11 New Year’s Eve Traditions From Around the World
New Year’s Eve celebrations in this Central American country get heated, literally. Munecos (life-size doll-like effigies of famous people and popular characters) are burned in public bonfires throughout the country. Everyone from Fidel Castro to Olympic gold medalists are burned up, and it isn’t always meant as an insult, as beloved country icons are set ablaze as well. The tradition represents the end of the old year, and burning the figures drives off evil spirits from the past year for a fresh start.
Another hot and heavy New Year’s Eve is celebrated in Scotland. Bonfire ceremonies are extremely popular throughout the entire nation, though the village of Stonehaven is especially famous. There, townspeople parade through the village while swinging giant fireballs on poles as part of the Hogmanay celebrations, tracing its roots back to the Vikings. The fireballs are supposed to represent the sun, which purifies the New Year.
A bit more jolly and less incendiary is the tradition of “first-footing,” which requires that the first person to enter a home in the New Year should come bearing a gift (most likely booze).

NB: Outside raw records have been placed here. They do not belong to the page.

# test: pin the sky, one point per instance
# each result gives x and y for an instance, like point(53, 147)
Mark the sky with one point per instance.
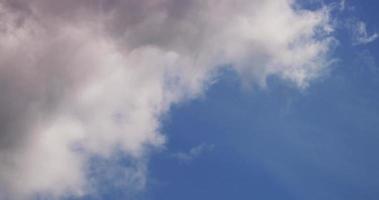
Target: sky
point(198, 99)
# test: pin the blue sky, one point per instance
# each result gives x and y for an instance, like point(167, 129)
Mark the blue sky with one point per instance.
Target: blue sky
point(279, 142)
point(184, 100)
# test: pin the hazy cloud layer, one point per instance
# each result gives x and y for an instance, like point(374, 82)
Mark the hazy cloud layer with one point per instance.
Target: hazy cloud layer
point(85, 78)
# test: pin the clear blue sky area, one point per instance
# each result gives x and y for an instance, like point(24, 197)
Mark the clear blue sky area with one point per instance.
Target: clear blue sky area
point(279, 142)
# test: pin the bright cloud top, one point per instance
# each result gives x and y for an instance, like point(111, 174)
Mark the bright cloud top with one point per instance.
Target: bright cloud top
point(85, 78)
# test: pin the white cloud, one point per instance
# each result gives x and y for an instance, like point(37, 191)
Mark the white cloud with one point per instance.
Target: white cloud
point(80, 79)
point(360, 34)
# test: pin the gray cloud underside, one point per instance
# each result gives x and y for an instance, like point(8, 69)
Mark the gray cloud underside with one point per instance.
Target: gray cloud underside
point(84, 78)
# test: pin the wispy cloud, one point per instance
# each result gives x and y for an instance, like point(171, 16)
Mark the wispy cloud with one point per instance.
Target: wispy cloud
point(82, 79)
point(361, 35)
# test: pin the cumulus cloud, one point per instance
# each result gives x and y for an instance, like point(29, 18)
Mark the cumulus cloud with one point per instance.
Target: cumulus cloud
point(91, 78)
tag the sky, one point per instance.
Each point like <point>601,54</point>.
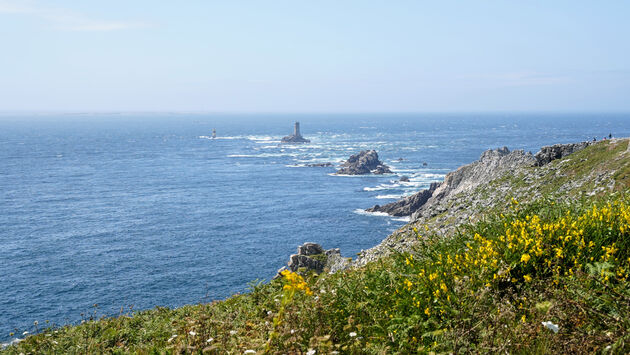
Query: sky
<point>314,56</point>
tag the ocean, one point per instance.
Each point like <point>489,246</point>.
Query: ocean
<point>133,211</point>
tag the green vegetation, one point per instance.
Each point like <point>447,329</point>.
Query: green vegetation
<point>487,289</point>
<point>541,268</point>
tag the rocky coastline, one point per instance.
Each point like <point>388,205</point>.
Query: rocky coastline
<point>365,162</point>
<point>462,196</point>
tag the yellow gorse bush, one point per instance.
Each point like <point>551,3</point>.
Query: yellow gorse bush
<point>527,246</point>
<point>295,282</point>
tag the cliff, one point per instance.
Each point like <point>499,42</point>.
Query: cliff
<point>364,162</point>
<point>510,256</point>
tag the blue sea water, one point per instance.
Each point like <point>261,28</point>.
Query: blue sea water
<point>130,210</point>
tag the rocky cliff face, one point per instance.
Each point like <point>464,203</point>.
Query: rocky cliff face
<point>365,162</point>
<point>558,151</point>
<point>560,171</point>
<point>407,205</point>
<point>312,257</point>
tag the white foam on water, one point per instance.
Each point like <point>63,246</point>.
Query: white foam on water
<point>12,342</point>
<point>366,213</point>
<point>386,197</point>
<point>262,155</point>
<point>355,176</point>
<point>382,187</point>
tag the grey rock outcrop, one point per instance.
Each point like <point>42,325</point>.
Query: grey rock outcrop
<point>312,257</point>
<point>550,153</point>
<point>365,162</point>
<point>491,182</point>
<point>408,205</point>
<point>491,165</point>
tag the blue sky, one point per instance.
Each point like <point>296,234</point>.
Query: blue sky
<point>314,56</point>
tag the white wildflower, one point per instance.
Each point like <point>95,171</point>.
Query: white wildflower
<point>550,325</point>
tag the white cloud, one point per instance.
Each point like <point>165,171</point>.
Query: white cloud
<point>64,19</point>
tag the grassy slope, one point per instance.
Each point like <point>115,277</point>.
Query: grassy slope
<point>485,289</point>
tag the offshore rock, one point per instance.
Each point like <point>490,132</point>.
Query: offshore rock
<point>312,257</point>
<point>365,162</point>
<point>491,165</point>
<point>500,175</point>
<point>320,165</point>
<point>408,205</point>
<point>557,151</point>
<point>296,137</point>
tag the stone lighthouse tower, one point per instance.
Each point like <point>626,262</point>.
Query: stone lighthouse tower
<point>296,137</point>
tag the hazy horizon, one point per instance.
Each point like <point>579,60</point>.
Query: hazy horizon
<point>303,57</point>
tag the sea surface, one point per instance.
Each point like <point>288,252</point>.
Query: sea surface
<point>136,210</point>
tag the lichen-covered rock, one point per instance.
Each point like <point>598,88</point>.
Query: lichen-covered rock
<point>550,153</point>
<point>365,162</point>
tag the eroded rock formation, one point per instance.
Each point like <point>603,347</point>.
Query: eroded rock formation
<point>365,162</point>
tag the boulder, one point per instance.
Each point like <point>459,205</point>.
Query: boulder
<point>365,162</point>
<point>319,165</point>
<point>408,205</point>
<point>312,257</point>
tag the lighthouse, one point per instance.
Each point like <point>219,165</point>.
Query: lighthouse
<point>296,137</point>
<point>296,130</point>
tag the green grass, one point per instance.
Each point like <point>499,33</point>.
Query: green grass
<point>416,302</point>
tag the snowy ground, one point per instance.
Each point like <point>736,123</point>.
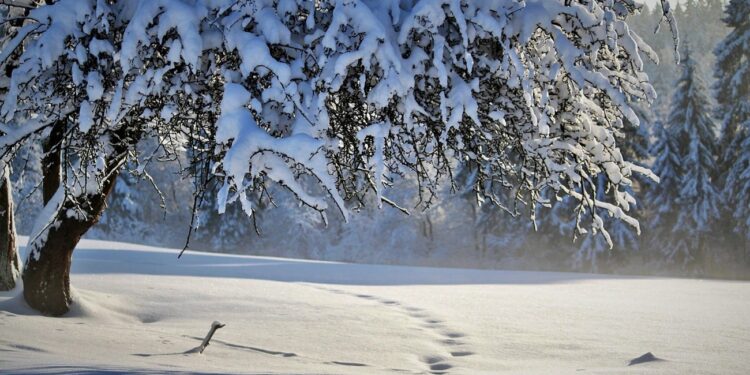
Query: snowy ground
<point>139,309</point>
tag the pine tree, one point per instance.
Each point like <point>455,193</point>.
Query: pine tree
<point>661,197</point>
<point>733,98</point>
<point>698,196</point>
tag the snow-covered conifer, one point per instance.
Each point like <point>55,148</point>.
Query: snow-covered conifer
<point>733,97</point>
<point>693,128</point>
<point>345,94</point>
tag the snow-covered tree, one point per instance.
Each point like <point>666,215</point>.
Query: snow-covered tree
<point>9,262</point>
<point>733,97</point>
<point>662,197</point>
<point>345,94</point>
<point>698,196</point>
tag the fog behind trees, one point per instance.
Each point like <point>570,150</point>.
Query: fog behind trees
<point>453,232</point>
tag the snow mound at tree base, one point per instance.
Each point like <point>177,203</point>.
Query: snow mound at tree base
<point>139,310</point>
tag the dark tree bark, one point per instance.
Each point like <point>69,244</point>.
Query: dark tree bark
<point>46,274</point>
<point>9,264</point>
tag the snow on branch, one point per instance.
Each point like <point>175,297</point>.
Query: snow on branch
<point>335,99</point>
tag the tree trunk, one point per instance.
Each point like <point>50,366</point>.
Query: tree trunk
<point>46,275</point>
<point>9,264</point>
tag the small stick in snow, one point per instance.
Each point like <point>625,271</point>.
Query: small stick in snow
<point>214,326</point>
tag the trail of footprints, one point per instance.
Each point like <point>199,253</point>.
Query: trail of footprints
<point>451,340</point>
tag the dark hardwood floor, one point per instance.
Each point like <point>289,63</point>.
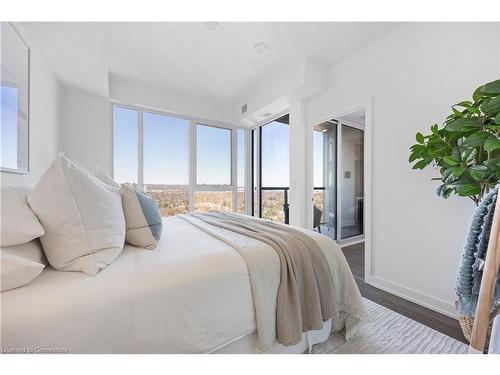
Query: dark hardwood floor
<point>355,256</point>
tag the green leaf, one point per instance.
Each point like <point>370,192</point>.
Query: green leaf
<point>463,124</point>
<point>492,106</point>
<point>493,164</point>
<point>468,190</point>
<point>469,155</point>
<point>422,164</point>
<point>435,130</point>
<point>491,143</point>
<point>476,139</point>
<point>420,138</point>
<point>451,161</point>
<point>478,172</point>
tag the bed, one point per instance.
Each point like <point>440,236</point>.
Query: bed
<point>192,294</point>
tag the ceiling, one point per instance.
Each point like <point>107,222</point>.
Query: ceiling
<point>187,56</point>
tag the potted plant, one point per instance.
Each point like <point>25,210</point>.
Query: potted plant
<point>466,149</point>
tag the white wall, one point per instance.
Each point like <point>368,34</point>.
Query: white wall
<point>160,97</point>
<point>414,74</point>
<point>44,118</point>
<point>86,127</point>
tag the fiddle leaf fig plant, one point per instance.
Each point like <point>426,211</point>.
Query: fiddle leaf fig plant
<point>466,148</point>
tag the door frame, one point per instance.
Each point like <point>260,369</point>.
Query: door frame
<point>365,105</point>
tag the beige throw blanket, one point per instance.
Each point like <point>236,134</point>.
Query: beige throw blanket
<point>305,292</point>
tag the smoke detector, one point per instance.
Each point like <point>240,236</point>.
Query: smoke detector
<point>261,49</point>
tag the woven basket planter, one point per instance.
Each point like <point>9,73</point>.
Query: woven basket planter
<point>467,322</point>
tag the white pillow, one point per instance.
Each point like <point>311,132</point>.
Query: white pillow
<point>106,179</point>
<point>18,222</point>
<point>20,264</point>
<point>83,219</point>
<point>142,215</point>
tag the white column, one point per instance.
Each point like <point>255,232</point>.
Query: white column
<point>300,195</point>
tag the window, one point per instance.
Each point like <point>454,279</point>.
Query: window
<point>14,101</point>
<point>255,173</point>
<point>271,170</point>
<point>183,165</point>
<point>214,189</point>
<point>213,155</point>
<point>240,144</point>
<point>205,201</point>
<point>166,161</point>
<point>125,144</point>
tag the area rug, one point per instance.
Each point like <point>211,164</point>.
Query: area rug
<point>388,332</point>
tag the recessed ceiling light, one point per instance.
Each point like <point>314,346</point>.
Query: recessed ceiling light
<point>212,25</point>
<point>261,49</point>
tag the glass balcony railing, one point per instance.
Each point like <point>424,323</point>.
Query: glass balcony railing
<point>275,204</point>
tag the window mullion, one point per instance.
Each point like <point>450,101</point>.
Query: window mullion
<point>192,164</point>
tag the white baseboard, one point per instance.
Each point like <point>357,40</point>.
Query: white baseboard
<point>433,303</point>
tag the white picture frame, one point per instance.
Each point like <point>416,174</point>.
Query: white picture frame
<point>14,101</point>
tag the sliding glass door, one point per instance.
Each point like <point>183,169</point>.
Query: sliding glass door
<point>325,178</point>
<point>351,182</point>
<point>270,162</point>
<point>183,164</point>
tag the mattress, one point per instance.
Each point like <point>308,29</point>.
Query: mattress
<point>191,294</point>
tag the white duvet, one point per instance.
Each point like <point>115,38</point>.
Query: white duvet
<point>192,294</point>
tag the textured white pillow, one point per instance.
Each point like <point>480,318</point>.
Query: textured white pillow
<point>142,215</point>
<point>20,264</point>
<point>18,222</point>
<point>83,219</point>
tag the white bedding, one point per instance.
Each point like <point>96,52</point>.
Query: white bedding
<point>191,294</point>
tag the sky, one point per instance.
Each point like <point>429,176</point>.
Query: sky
<point>166,144</point>
<point>166,141</point>
<point>8,126</point>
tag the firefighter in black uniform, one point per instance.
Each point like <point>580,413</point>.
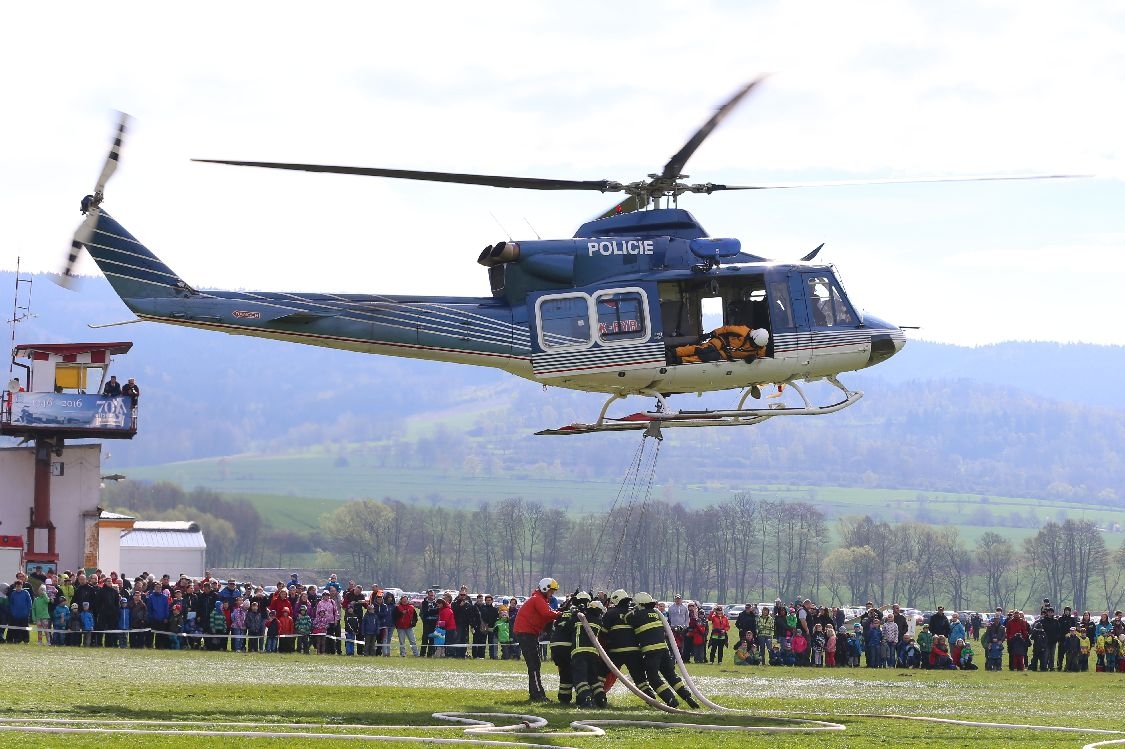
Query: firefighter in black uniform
<point>563,643</point>
<point>621,641</point>
<point>585,662</point>
<point>648,625</point>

Religious Japanese have a tradition similar to American Halloween for New Year’s Eve. Participants dress up in the costume of the New Year’s zodiac animal, and then go to the local temple fully dressed up. If costumes aren’t your thing, you can check out the “Red and White Sound Battle” for New Year’s Eve sing-offs, where white (men) teams battle red (women) teams, with the winner based on an audience vote.